Fuck Faces 3

"But Tim, you're into withdrawal and deconstruction. We all know the deconstructive critique of the anthropological myth of fully present face-to-face society. Doesn't that mean we can use our cellphones as much as we want without any worry? I mean, there is no face-to-face. Objects withdraw."

Okay, challenge accepted. Let's go.

You know why face to face is better? It's for the opposite reason from the anthropological myth.

In face to face, there is less information. 

Face to face, in other words, is closer to the ontological truth than online.

It's a familiar fact about online classes. Why are they worse?

Because they contain more information.

Everywhere you look, something means something. There's the chat window, the ticker, the score box, the resources folder, the camera, the teacher in a little window, and on and on and on.

In a physical classroom there's the smell of the chalk, your greasy hair, the old broken furniture, the nasty carpet, the teacher's acne.

All kinds of things that have nothing to do with teaching, in a strictly ontic sense. You would think.

Precisely because of these redundant aspects of the physical classroom, the students can get into the class much better. That's why classrooms always win.

Face to face is closer to the ontological truth.

It's the online world that is in-your-face (-to-face).

First peoples are cooler because they have less chat boxes.
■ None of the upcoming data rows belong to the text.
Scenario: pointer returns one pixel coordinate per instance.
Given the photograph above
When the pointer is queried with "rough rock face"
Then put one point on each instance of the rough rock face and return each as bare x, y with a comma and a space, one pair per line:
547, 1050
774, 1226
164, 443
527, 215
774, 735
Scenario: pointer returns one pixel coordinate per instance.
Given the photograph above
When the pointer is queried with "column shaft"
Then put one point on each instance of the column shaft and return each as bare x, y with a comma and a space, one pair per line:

Face to face means you don't know what's happening, you aren't being told everything, you can't predict everything.

That's why we're truly scared of putting our phones down. We think we will lose out on some kind of presence that's happening without us. The world of metaphysical presence is inside the screen.

Face to face is better because it's poorer. Not because it's richer. Face to face is better because it's underwhelming. 

Why are online classes worse? Because not everything is information.

Save the world from being turned into total information, please.